ISLAMABAD: A proposed 3.5 per cent tax on remittances sent abroad by foreign workers in the United States—part of Donald Trump’s sweeping “One, Big, Beautiful Bill Act”—has sparked serious concern among major remittance-recipient countries, particularly India.

The tax would apply to all non-citizens, including green card holders and temporary visa workers such as those on H-1B visas. Though some may be eligible for tax credits, the levy is expected to mostly affect undocumented migrants and those outside the formal tax system, according to BBC.

India, the world’s largest recipient of remittances, received $119 billion in 2023—over half of which originated from the US.

Experts said that taxing these transfers could lead to a 10–15 per cent drop in inflows, costing India up to $18 billion annually.

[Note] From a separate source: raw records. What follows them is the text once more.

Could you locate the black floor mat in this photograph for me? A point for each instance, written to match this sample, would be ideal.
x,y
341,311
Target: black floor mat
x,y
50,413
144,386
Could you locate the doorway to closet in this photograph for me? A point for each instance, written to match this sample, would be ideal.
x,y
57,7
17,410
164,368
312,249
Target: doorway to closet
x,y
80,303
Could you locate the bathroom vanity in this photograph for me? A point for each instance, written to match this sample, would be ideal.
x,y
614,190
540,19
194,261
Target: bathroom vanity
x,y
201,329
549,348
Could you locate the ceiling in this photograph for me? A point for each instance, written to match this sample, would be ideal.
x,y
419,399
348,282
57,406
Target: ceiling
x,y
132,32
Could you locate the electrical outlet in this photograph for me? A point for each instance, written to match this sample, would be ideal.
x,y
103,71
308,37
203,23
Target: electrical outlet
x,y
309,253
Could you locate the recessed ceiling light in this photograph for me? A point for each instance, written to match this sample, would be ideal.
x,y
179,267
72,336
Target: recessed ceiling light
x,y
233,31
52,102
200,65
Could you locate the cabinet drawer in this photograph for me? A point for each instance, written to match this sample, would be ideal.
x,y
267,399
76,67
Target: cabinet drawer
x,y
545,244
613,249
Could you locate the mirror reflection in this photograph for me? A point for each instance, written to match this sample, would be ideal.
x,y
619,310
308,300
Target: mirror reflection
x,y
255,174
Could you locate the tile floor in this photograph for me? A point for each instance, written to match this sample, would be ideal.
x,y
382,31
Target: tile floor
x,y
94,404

This would place pressure on the rupee, shrink foreign reserves, and affect household budgets in states heavily reliant on remittances like Kerala, Uttar Pradesh, and Bihar.

Unregulated transfer channels

The proposal may also push migrants towards informal, unregulated transfer channels, including hawala, cryptocurrency, or carrying cash by hand, raising concerns about transparency and financial security, according to media reports.

Though the bill still awaits Senate approval and presidential sign-off, economists say its impact could be wide-ranging. According to a Washington-based think tank, Mexico could lose over $2.6 billion annually, with other countries like India, China, and the Philippines also affected.

While the tax is purportedly aimed at deterring unauthorised migration, migration experts argue it is unlikely to succeed. Migrants earning low wages in the US still earn several times more than they would at home and are unlikely to stop sending money to support their families.

Analysts said the policy could harm consumption, savings, and small-scale investment in countries like India, where remittances have been a vital source of financial stability.